Kaggle Grocery Part 1: Pandas Sampling and Dask

17 Jan 2018

by: Abbie Popa


I recently predicted grocery sales for a kaggle competition. In this competition, we were responsible for using data from six tables to predict how many units of different items would sell on future dates. This competitions presented several challenges, including merging multiple tables, working with a data frame that was larger than RAM, and working with categorical variables that had many classes. This is part one, where I discuss how I dealt with the large data frame. I will discuss my handling of categorical variables with h2o in part 2. I will update this post with a link when part 2 is available.

If you want to see my work, my notebooks can be found here.

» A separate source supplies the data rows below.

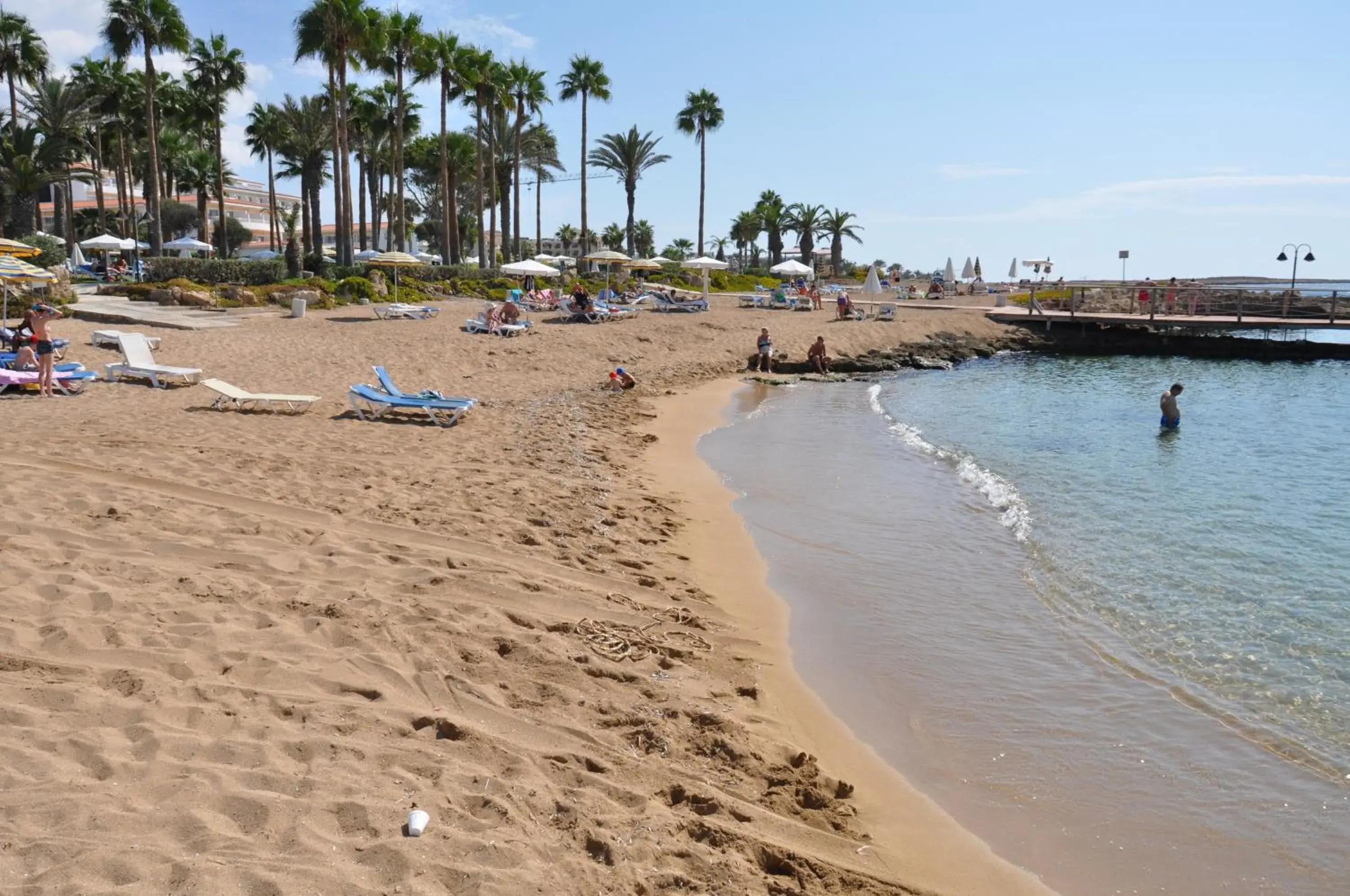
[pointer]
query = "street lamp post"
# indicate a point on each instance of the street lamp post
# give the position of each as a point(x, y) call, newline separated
point(1294, 277)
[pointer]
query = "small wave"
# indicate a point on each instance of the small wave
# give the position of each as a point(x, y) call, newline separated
point(1001, 493)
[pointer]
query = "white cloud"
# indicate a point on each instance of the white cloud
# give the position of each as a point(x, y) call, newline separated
point(976, 170)
point(1175, 195)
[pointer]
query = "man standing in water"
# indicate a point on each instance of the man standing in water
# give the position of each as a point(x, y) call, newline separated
point(1171, 413)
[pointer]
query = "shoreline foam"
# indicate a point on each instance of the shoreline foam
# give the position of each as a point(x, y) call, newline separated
point(920, 844)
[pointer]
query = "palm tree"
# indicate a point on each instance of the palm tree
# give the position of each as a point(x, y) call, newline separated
point(773, 215)
point(836, 226)
point(527, 88)
point(339, 33)
point(262, 137)
point(567, 235)
point(678, 250)
point(586, 79)
point(23, 57)
point(403, 36)
point(304, 152)
point(61, 111)
point(644, 238)
point(441, 57)
point(477, 72)
point(218, 71)
point(628, 156)
point(539, 149)
point(701, 114)
point(153, 26)
point(808, 222)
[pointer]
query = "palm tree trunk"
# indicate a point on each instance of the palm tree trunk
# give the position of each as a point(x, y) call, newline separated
point(492, 187)
point(345, 254)
point(478, 203)
point(153, 142)
point(520, 123)
point(585, 242)
point(98, 184)
point(273, 223)
point(449, 242)
point(632, 191)
point(223, 250)
point(702, 184)
point(361, 192)
point(399, 164)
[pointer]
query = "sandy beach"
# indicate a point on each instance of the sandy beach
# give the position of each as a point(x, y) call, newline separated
point(238, 648)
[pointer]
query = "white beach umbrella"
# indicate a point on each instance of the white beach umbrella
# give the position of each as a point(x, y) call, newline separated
point(705, 264)
point(191, 245)
point(873, 285)
point(106, 243)
point(527, 268)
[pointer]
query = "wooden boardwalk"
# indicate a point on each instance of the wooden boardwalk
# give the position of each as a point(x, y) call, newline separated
point(1182, 322)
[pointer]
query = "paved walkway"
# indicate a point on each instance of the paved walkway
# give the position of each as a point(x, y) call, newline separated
point(118, 309)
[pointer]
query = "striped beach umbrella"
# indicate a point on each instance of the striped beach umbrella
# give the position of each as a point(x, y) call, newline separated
point(15, 272)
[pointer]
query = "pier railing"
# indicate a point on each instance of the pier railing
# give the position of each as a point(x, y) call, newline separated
point(1164, 303)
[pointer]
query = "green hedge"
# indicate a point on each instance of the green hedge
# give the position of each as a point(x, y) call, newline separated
point(211, 270)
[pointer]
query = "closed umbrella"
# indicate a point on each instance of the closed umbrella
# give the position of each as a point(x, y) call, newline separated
point(15, 272)
point(705, 264)
point(395, 261)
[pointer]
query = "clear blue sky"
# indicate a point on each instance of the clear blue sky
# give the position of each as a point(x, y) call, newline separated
point(1199, 135)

Part 1: Dealing with data larger than RAM with Dask

When downloading the data they initially don’t actually look that big. The largest dataset, train.csv, is only 5 GB on disk. This is much smaller than some of the image and MRI (brain data) datasets I’ve worked on in the past, which are in the 100s of gigabytes (if not over a terabyte). However, a major difference is that image and MRI data sets I generally read in piece by piece, then transfer them to some other datatype such HDF5. In the case of these spreadsheets I ideally would like to read in the whole spreadsheet at once. However, even though the csv is 5 GB on disk, it will be larger as a pandas dataframe! This is because once the columns are typed, many types take more bytes to represent than does plain text. (Note, if you import the sys library you can get the size of a python object by using the sys.getsizeof(object) command.) In this case the pandas dataframe becomes larger than my laptop’s puny 8 GB of RAM. (Sorry laptop, I shoulda bought you more RAM.)

I dealt with this in two ways. The first was to read in a random subset of the training data. In this case, the training data are currently sorted by date, so I certainly wouldn’t want to read in only the first few rows. One could certainly make an argrument for only reading in the last few rows, since the most recent data is likely the most relevant to the future, but it’s worth learning to read in a random sample so that is what will be discussed here. Reading in a random sample is extremely simple with pandas. Simply use the following code where ‘n’ is the number of rows in your csv and ‘s’ is the number of rows you want to read in:

import random
import pandas as pd

n = 125497040
s = 10000
skip = sorted(random.sample(range(1,n), n-s))

train = pd.read_csv('train.csv', skiprows = skip)

Now you have a sample of training data! This is extremely useful for setting up your scripts and testing to make sure everything is running properly. Later you can run your script on the full training data on something like AWS cloud computing.

The second resource I would like to highlight is dask.

alt text

I originally heard of dask with regard to its distributing computing scheduling capabilities, but dask also provides collections for bigger data sets. These work by “under the hood” breaking the data into multiple parallel collections. The fun part is, the dask dataframe mimics pandas, so most of your standard pandas commands will work on it. Though for anything that brings the whole collection together you will have to use .compute(), taking yourself out of the dask framework (though you can put the output file back into a dask collection if you need to). Dask has good documentation, so if you will use it someday I recommend going to the dask docs for all your dask needs.

Even with dask it is worth noting there is only so much you can do, which is why having access to a server or using AWS can be useful, however these options are outside the scope of this blogpost. You can, however, find a great tutorial here.